Could well-integrated, fintech-aided risk management have sounded IRR warnings in time to have prevented Silicon Valley Bank’s collapse?

“Modern fintech solutions are far more advanced than regulatory pronouncements – and they have fully exposed the risks taken by financial institutions like Silicon Valley Bank,” says van Deventer.

"Best-practice interest rate risk systems would have made it clear that SVB had a very high level of default risk back in 2021,” he adds. “Had regulators and the bank used more sophisticated, enterprise-wide risk management solutions, there were 12 full months to resolve that risk position before rates began to rise in February 2022.”

A 2023 International Monetary Fund working paper, Good Supervision: Lessons from the Field, stressed the importance of robust supervisory frameworks amid continuing critical deficiencies.

A June 2024 McKinsey & Co. “playbook for the new era of volatility” identified “levers” for more proactive and effective interest rate risk management including AI-driven behavioral modeling, dynamic hedging strategies and improved stress testing.

Banks’ increasing interest-rate hedging activity: European interest-rate derivatives traded notional, quarterly, $ trillions (source: McKinsey).

Picking Up the Pace

Mid-sized banks and corporates are among the early adopters of fintech IRR management solutions. Lacking the in-house resources of larger banks, they are more open to third-party innovations.

Chintan Shah of Bloomberg

According to Shah at Bloomberg, from 2008 to 2022, interest rate monitoring and quantification was relatively stable and standardized, so tech investments tended more toward regulatory compliance. The subsequent rate surge and volatility required a more active approach: frequent assessments, dynamic hedging and balance-sheet visibility.

“More frequent assessments of interest rate risks, faster and dynamic IR hedging capabilities, and detailed look-throughs into the balance sheet so that risks can be managed by exception are the most impactful ways for fintechs to assist firms in their treasury workflow,” Shah says.

Validus Risk Management, a software and services provider specializing in interest-rate and other market risks, says its platform manages over $500 billion in exposure for large institutional investors, fund managers and corporations across the globe. Validus recently secured a $45 million growth equity investment from FTV Capital. Mike Cichowski, an FTV partner, said Validus fills a gap in the “massive and growing” alternative assets market where risk management had been “largely overlooked.”

“Self-Preservation, Not Regulation”

While technology promises greater agility, challenges remain. Regulatory frameworks are still catching up, as van Deventer pointed out, and the new systems can be expensive to deploy.

With demand for automation and real-time analytics on the rise, Shah expects that tools capable of calculating Net Interest Margin (NIM) and Economic Value of Equity (EVE) under multiple and changing scenarios will become essential. What’s more, the anticipated implementation of Basel III capital rules will call for intraday Liquidity Coverage Ratio (LCR) and Net Stable Funding Ratio (NSFR) metrics.

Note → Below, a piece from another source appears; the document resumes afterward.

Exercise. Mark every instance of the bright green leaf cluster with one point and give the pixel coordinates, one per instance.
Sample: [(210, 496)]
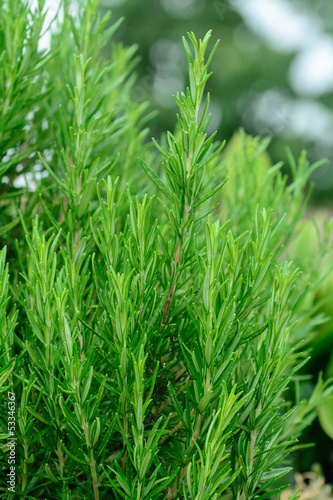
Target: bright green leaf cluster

“Bankers’ instinct for self-preservation, not regulation, will drive the adoption of best-practice enterprise risk management systems in 2025 and beyond,” van Deventer predicts. This is in keeping with the broader trend towards proactive, tech-driven risk management across the financial sector.

For fintech providers, the challenge may lie not just in innovating, but also in gaining the trust of institutions accustomed to legacy systems. Technology innovations can potentially redefine the treasury toolkit and make IRR management better prepared to meet the challenges of complexity and volatility.